A completely graphical way of thinking about this is to imagine the section of the graph in the first quadrant of the graph of $(\mathcal{Re}(x), \mathcal{Re}(y))$ as a rigid object. It's exactly the graph of the complex function $y = 1/x$ restricted to the positive real half-line in $x$ (or "the ray of $x$-values with argument $0$".)
Now let's sweep the ray around the origin in the complex $x$-plane. The graph of $y=1/x$ restricted to the $x$-values with argument $\theta$ looks exactly like the curve you started with, except that the values are rotated by an angle $-\theta$ about the origin in the complex $y$-plane.

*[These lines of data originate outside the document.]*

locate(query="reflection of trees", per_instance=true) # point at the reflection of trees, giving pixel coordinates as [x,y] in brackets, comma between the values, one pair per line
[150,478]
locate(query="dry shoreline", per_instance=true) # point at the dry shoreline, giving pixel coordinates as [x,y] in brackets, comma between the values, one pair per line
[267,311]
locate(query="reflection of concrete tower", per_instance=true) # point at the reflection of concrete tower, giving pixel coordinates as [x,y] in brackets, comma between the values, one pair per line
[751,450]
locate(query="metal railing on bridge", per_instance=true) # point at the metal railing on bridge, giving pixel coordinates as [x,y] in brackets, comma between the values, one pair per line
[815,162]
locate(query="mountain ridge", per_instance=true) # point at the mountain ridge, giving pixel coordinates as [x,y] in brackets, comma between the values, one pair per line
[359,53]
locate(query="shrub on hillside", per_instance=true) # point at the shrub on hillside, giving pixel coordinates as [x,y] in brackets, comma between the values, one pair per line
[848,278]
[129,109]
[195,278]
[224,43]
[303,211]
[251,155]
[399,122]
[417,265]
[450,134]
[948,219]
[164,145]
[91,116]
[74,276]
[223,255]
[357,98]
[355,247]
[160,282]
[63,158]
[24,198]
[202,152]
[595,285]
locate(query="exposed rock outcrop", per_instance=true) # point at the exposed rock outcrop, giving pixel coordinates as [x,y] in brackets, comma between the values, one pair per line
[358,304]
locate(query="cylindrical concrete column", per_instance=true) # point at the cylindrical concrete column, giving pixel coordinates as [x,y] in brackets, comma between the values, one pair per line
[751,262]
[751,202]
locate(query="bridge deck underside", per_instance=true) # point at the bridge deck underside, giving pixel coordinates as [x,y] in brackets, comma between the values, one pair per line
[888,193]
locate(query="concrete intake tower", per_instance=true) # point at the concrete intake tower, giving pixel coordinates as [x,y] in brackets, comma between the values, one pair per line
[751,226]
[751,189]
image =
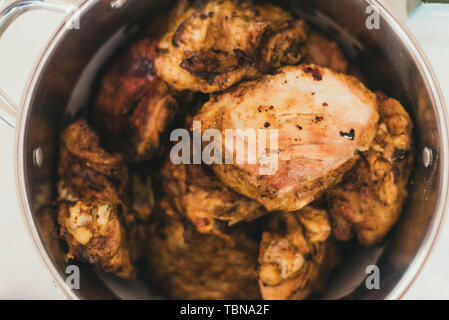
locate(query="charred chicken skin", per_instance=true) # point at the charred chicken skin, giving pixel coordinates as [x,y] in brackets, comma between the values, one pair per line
[212,45]
[195,192]
[93,213]
[369,201]
[322,119]
[296,255]
[133,106]
[186,264]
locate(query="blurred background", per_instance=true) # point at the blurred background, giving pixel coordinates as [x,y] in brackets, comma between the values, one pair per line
[23,275]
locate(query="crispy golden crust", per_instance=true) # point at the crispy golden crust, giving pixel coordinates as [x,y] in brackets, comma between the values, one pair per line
[370,200]
[296,255]
[319,134]
[93,205]
[185,264]
[195,192]
[133,106]
[214,44]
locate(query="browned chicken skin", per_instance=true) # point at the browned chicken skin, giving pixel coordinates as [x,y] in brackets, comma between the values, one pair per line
[370,200]
[296,255]
[186,264]
[195,192]
[211,45]
[93,212]
[322,120]
[133,106]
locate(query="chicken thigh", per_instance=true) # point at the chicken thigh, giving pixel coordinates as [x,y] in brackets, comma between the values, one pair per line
[370,200]
[211,45]
[320,120]
[133,107]
[296,255]
[186,264]
[93,213]
[195,192]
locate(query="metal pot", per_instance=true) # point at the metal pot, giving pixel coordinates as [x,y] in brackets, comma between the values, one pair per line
[388,57]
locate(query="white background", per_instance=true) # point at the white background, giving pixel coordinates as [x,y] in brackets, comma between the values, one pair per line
[23,275]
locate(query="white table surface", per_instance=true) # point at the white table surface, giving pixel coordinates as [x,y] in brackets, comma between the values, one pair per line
[23,275]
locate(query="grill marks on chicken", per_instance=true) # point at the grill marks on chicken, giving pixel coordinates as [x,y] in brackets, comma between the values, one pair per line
[196,194]
[186,264]
[370,200]
[93,213]
[296,255]
[323,120]
[133,106]
[213,45]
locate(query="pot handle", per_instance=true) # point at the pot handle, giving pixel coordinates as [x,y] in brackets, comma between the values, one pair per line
[10,10]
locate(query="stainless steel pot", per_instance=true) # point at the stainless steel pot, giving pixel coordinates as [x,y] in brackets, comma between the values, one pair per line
[388,57]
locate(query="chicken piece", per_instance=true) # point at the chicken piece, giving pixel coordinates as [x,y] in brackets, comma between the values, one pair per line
[93,212]
[212,45]
[324,52]
[321,120]
[92,230]
[195,192]
[133,106]
[84,165]
[186,264]
[296,255]
[370,200]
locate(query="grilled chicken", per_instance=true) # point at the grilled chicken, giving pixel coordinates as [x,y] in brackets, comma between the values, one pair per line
[186,264]
[133,106]
[322,120]
[195,192]
[296,255]
[93,210]
[211,45]
[370,200]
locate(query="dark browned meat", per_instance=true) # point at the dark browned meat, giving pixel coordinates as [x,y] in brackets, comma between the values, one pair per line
[133,106]
[371,198]
[186,264]
[196,193]
[216,44]
[93,207]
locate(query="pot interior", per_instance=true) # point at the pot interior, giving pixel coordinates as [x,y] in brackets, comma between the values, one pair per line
[386,63]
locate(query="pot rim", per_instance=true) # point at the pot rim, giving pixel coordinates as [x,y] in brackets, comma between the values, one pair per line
[419,260]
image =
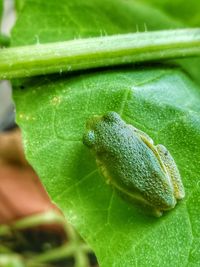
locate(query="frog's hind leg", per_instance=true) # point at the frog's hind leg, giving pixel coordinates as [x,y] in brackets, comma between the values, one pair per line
[172,170]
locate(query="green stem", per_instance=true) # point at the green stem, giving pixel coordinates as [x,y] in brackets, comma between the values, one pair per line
[4,40]
[98,52]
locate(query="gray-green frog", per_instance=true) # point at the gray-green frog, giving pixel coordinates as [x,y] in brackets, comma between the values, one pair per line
[132,164]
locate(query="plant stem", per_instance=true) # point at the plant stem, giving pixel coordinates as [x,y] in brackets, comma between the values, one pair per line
[4,40]
[96,52]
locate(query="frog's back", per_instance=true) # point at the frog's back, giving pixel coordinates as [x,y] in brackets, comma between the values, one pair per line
[131,164]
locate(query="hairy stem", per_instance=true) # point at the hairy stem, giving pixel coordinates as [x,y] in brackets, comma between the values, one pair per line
[96,52]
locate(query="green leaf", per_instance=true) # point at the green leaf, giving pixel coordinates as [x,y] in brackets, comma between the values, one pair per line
[161,101]
[185,11]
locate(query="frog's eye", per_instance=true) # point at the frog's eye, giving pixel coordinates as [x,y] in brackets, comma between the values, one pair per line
[112,117]
[89,138]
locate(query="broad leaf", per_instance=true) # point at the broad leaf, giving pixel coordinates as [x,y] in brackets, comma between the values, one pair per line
[52,112]
[185,11]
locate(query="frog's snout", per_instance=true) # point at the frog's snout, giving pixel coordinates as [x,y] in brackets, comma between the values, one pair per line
[89,138]
[170,202]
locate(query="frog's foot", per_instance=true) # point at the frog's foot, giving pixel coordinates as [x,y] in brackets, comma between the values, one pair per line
[172,171]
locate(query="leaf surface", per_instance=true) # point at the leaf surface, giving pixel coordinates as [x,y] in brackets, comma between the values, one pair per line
[161,101]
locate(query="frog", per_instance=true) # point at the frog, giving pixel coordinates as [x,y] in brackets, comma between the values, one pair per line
[140,171]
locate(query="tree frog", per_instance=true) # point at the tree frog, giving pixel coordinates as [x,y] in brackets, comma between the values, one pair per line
[128,159]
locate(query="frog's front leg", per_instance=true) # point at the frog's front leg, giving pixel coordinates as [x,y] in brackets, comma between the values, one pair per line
[172,170]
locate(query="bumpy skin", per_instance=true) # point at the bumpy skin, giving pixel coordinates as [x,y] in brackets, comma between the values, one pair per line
[131,163]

After 90 degrees, $\pi/2$ radians, the ray picks out the positive imaginary $x$, and the reciprocals are negative imaginary $y$, for example. On the $(\mathcal{Im}(x), \mathcal{Im}(y))$-plane this picks out a curve in quadrant $4$, but it's otherwise exactly the same as the real curve in quadrant $1$ we started with
Thinking about the whole curve may make your eyes water, as it's a two-dimensional surface in four-dimensional space. But still it's very nicely behaved. In particular, once you've swept your $x$-ray through an angle of $\pi$ radians, so it lies back on the real $x$-graph, you've swept the $y$ values through $-\pi$ radians and they lie on the negative half of the real $y$-graph. This is the quadrant $3$ segment of the real graph.
And we can continue sweeping around, all the way back to the ray we started with; the $y$-values continue to sweep round their own axis in the opposite direction, and the graph closes up nicely into a connected single sheet.